African REITs Structure, Performance, and the Investment Imperative

Africa's REIT market is valued at approximately $30 billion, a figure that demands immediate qualification. Over 95% of that value is concentrated in South Africa, where more than 30 REITs are listed on the Johannesburg Stock Exchange with a combined market capitalisation approaching $29 billion. Kenya, Nigeria, Morocco, and Egypt account for the remainder collectively. That distribution reflects where institutional depth exists today and where structural opportunity is forming ahead of demand pricing.

REITs and Why the Structure Matters

REITs pool capital to acquire and operate income-producing assets — retail, logistics, student housing, office, then distribute income back to unit holders under statutory minimum thresholds. South Africa mandates a minimum 75% distribution. Nigeria sets the floor between 90% and 95%. REITs are a regulated, yield-oriented vehicle that provides real estate exposure without the operational burden or capital concentration of direct ownership. For institutional allocators, this is the primary structural advantage: liquidity, income predictability, and regulatory oversight in a single instrument.

What is the REIT landscape like in Africa?

Evolution

Africa's REIT market has undergone a structural transition from a niche instrument accessible primarily to institutional capital, to an increasingly democratised vehicle attracting a broader investor base across the continent. That evolution reflects deepening regulatory frameworks, improved market infrastructure, and a growing recognition among both retail and institutional allocators that listed real estate offers a credible, yield-generating alternative to direct property ownership.

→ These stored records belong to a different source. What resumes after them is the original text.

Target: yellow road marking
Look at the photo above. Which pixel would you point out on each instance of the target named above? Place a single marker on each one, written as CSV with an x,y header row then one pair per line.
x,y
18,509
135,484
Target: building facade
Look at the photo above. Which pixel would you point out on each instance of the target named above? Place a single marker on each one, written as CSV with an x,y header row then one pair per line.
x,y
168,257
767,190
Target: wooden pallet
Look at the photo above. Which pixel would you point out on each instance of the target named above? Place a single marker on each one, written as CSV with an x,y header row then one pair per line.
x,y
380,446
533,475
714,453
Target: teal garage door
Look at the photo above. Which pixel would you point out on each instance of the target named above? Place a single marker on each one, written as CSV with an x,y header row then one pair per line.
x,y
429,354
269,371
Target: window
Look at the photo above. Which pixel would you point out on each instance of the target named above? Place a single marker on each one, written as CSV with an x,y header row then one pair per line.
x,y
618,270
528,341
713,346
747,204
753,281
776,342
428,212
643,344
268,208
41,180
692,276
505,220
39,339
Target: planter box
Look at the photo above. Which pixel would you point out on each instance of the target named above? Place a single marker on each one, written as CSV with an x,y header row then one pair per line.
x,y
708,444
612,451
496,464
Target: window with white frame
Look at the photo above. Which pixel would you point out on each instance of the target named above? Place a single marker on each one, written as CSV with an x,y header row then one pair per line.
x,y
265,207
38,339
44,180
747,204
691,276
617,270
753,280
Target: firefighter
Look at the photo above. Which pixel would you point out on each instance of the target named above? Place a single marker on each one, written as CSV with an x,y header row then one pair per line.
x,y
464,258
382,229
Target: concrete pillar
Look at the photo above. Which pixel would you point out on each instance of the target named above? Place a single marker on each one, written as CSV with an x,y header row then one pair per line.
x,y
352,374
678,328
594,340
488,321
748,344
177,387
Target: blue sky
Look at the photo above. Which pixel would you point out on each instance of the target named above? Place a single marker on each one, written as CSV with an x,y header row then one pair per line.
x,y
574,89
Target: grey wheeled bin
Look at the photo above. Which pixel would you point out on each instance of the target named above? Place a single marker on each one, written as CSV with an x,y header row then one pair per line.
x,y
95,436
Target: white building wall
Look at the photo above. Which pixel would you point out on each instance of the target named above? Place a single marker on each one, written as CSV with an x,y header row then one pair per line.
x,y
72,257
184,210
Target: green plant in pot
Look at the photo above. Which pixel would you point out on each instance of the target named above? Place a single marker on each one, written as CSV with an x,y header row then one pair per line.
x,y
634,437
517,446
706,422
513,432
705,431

CNBC Africa Interview with Martin Uche, CEO, Fortren & Company

On Sub-Sector Rotation

That growth is reshaping the composition of REIT portfolios. Historically, retail and office assets dominated African REIT exposure, reflecting the availability of investable-grade stock and the familiarity of those sectors to early-stage capital markets. The current cycle is different. Industrial real estate, data centres, and student housing are emerging as primary areas of allocation interest, driven by structural demand tailwinds that traditional sectors are no longer generating at the same intensity. This is a fundamental repricing of where durable income and demand is concentrated.

On Performance

South Africa's REIT sector delivered an impressive year-to-date return, outperforming the US, the UK, and the Global REIT Index. That performance reflects a sector with deep liquidity, sophisticated fund management, and a regulatory framework tested over decades. Kenya, Nigeria, and Morocco are structurally earlier in that cycle. Applying South African return expectations to frontier REIT markets would be a mispricing error. Each market must be underwritten on its own regulatory, demographic, and liquidity fundamentals.

2. Currency Risk

Currency is a primary return driver in African REIT return analysis. Nigeria presents the most complex currency environment on the continent; any investment thesis built on Nigerian assets must model naira volatility explicitly. Kenya has responded structurally with a proposed first dollar-denominated I-REIT, designed to isolate international investors from local currency exposure. Morocco's relative dirham stability, including recent modest appreciation is a material factor in its current position at the top of the continent's attractiveness index. Across all markets, currency must be stress-tested before capital allocation is determined.

3. NAV Integrity and Valuation Discipline

Not all African REITs are pricing assets at fair value. UPDC REIT in Nigeria is trading at a significant discount to Net Asset Value, implying investors can acquire underlying property at a material discount to appraised worth. That can represent opportunity. It can equally signal portfolio deterioration or management underperformance. 

Two Sectors with Structural Demand Ahead of Supply

Logistics

The African Continental Free Trade Area is generating demand for Grade-A warehousing that current supply cannot meet. Assets positioned near major port infrastructure — Durban, Lagos and primary air logistics hubs such as Nairobi are already recording rental escalations above broader inflation. In an undersupplied market, that dynamic compounds and we expect to see more REIT operator interest in the broader logistics sub-sector.

Student Housing

Acorn Student Accommodation REIT in Kenya grew Net Operating Income by over 117% in the first half of 2025. That performance reflects durable demographic demand that purpose-built student accommodation is beginning to capture at scale. The supply gap remains significant across every major university city on the continent, and we expect to see more REIT funds looking into student housing.

The Strategic Imperative for Global Allocators

Growthpoint and Redefine — the two largest JSE-listed REITs are operating diversified portfolios across retail, industrial, logistics, and office, with yields between 7% and 7.4%. Against developed market REIT benchmarks, that spread is difficult to rationalise away.

Africa's REIT market is not a single market. It is five or six distinct markets at different stages of institutional development, with divergent currency profiles, regulatory frameworks, and demand drivers. The investment discipline required is consistent with every other asset class: understand the structure, track the data, and position around the gap between prevailing pricing and what the fundamentals support. For allocators who have not yet reassessed their weighting, the case for doing so has become more material than ever.